И когда меня казнят, когда я буду мертв и предстану перед вечным судьей, я тоже не склонюсь и не покорюсь. О нет, хотя бы он и был окружен всей ратью небесной, хотя бы так и сиял святостью и величием! Пускай он проклянет меня, пускай велит бросить в кипящую смолу – я не извинюсь, не унижусь, не попрошу у него прощения, ни в чем не раскаюсь! Если он спросит меня: «Ты сделал то-то и то-то?» – я воскликну: «Да, сделал, и еще не то, и хорошо, что сделал, и если смогу, сделаю это снова и снова. Я убивал, я поджигал дома, потому что это доставляло мне удовольствие и потому что я хотел поиздеваться над тобой и тебя позлить. Да, ибо я ненавижу тебя, я плюю тебе под ноги, бог. Ты мучил меня и терзал, ты дал законы, которых никто не в силах соблюдать, ты подговорил взрослых отравить жизнь нам, детям».

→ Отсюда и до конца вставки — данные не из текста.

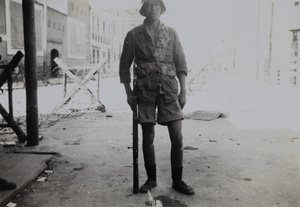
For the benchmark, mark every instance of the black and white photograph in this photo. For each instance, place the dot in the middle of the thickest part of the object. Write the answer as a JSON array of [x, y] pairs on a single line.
[[149, 103]]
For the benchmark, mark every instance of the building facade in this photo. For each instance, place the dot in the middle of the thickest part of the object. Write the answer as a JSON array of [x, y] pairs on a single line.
[[294, 28]]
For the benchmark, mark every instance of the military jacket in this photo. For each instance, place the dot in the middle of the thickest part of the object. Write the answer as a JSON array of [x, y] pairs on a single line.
[[156, 63]]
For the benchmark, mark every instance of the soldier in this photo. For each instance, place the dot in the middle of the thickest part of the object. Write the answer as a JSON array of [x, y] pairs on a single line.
[[158, 59]]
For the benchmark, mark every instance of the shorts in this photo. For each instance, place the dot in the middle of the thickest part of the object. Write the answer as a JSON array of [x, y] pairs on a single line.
[[166, 112]]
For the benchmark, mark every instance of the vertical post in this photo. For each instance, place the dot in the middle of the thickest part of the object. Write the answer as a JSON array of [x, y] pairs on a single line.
[[98, 87], [30, 72], [258, 38], [45, 39], [270, 46]]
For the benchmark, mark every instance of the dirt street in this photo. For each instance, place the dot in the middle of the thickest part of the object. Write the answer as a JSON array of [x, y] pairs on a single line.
[[227, 165]]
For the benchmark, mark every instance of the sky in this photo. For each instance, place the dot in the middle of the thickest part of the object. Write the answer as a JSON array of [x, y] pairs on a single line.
[[228, 31]]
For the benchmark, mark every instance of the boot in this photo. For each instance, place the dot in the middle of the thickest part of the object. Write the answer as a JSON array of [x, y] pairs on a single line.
[[151, 182], [178, 184]]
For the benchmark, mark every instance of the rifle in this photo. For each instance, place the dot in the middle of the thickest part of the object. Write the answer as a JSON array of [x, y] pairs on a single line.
[[135, 139]]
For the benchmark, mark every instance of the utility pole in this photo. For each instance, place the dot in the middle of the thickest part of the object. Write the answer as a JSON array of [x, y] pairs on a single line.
[[270, 45], [258, 38], [30, 72], [45, 39]]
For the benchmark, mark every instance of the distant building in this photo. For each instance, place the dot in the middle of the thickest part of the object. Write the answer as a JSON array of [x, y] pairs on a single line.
[[294, 28], [62, 30]]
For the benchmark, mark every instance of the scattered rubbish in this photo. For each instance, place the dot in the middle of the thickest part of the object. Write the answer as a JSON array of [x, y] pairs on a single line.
[[190, 148], [48, 171], [11, 204], [41, 179], [41, 137], [152, 202], [167, 201], [205, 115]]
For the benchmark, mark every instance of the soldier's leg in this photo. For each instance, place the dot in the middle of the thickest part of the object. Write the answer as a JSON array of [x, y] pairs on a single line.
[[149, 157], [175, 131], [147, 120]]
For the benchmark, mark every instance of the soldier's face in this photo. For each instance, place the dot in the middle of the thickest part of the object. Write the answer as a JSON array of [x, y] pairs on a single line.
[[153, 10]]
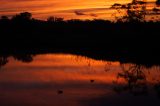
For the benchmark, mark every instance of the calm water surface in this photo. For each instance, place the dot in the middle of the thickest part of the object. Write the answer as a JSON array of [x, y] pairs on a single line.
[[71, 80]]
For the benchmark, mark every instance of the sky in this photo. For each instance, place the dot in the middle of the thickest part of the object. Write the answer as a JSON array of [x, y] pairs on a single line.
[[67, 9]]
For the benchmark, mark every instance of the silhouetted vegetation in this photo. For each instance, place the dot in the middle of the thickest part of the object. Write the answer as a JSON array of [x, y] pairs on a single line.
[[126, 41]]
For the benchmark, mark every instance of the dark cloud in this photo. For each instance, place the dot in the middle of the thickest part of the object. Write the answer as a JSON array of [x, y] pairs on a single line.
[[79, 13], [93, 15]]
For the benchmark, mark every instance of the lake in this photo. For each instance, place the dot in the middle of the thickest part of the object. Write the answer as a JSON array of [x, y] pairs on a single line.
[[73, 80]]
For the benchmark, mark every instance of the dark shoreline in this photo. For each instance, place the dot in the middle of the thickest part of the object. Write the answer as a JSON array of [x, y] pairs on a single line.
[[135, 42]]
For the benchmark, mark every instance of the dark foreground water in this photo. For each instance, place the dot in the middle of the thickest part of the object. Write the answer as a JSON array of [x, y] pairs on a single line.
[[71, 80]]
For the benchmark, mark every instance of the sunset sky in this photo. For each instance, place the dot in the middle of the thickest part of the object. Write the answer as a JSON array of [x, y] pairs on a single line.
[[68, 9]]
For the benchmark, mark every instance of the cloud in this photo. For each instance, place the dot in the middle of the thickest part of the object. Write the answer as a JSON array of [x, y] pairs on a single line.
[[93, 15], [79, 13]]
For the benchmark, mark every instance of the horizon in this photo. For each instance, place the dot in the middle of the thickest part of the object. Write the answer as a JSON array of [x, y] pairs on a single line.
[[67, 9]]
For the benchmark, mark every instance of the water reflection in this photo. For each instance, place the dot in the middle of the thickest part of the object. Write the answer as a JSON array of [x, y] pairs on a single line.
[[65, 79]]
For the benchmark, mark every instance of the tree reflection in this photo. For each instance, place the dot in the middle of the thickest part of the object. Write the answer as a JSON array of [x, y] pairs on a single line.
[[135, 79], [27, 58], [3, 61], [24, 57]]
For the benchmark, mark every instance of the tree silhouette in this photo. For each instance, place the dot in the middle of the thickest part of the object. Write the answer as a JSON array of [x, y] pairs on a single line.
[[54, 19]]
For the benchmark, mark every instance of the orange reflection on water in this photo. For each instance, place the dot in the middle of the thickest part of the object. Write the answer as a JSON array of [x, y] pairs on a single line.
[[65, 79]]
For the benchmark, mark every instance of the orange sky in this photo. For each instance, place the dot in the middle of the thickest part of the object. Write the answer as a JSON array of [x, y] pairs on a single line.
[[68, 9]]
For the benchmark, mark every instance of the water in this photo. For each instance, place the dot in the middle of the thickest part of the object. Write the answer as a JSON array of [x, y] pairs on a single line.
[[72, 80]]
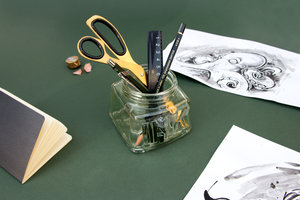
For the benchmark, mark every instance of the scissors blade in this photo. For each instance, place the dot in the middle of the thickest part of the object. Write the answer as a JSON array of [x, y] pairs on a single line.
[[128, 77], [137, 70]]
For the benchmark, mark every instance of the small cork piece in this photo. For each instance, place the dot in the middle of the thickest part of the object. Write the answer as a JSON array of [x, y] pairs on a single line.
[[87, 67], [73, 62]]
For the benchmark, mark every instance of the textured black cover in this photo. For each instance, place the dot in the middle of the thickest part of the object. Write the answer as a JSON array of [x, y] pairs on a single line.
[[19, 129]]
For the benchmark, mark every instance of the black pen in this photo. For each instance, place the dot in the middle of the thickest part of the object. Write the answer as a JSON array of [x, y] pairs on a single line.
[[170, 57]]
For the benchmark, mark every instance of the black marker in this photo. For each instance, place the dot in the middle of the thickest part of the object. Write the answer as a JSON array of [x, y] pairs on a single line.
[[170, 57]]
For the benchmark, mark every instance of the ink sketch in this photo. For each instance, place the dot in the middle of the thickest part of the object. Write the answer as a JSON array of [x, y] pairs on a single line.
[[247, 167], [239, 66]]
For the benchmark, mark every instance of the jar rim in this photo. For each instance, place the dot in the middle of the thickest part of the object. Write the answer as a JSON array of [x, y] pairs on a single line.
[[131, 91]]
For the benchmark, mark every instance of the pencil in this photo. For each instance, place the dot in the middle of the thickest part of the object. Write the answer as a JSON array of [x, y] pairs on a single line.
[[170, 57]]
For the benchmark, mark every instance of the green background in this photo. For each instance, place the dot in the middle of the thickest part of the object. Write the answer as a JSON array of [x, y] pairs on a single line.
[[37, 36]]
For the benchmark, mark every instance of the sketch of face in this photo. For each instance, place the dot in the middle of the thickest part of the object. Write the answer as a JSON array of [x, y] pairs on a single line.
[[230, 69], [264, 182]]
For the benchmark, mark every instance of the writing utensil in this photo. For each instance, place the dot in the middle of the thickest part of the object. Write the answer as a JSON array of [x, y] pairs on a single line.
[[155, 64], [170, 57]]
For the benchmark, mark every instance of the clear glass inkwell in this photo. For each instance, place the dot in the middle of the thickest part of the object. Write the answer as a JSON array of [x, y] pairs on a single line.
[[148, 121]]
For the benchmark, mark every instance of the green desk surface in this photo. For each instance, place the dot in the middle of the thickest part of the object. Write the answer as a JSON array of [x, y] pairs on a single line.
[[37, 36]]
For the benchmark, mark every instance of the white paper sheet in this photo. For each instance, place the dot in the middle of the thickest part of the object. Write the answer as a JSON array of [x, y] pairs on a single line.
[[239, 66], [246, 166]]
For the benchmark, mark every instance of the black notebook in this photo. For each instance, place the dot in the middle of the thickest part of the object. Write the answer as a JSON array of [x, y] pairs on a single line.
[[28, 137]]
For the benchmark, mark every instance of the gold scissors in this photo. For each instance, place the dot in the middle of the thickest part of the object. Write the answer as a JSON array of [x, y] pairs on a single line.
[[122, 61]]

Когда мне выпало счастье представить себе это совершенно отчетливо и твердо поверить, что мне удастся действовать и говорить именно так, у меня бывали минуты мрачной радости. Но сразу же возвращались сомнения. Не окажусь ли я слаб, не дам ли себя запугать, не уступлю ли в конце концов? Или даже если я все сделаю так, как мне упрямо хотелось, не изыщет ли бог какого-то выхода, какого-то преимущества, какой-то хитрости? – ведь всемогущим взрослым всегда удавалось пустить в ход под конец какой-нибудь козырь, так или иначе посрамить тебя, не посчитаться с тобой, унизить тебя под мерзкой маской доброжелательности! Ну конечно, тем и кончилось бы.
Мое воображение металось в разные стороны, делая победителем то меня, то бога, то вознося меня на высоту несгибаемого преступника, то снова повергая в ничтожество ребенка и слизняка.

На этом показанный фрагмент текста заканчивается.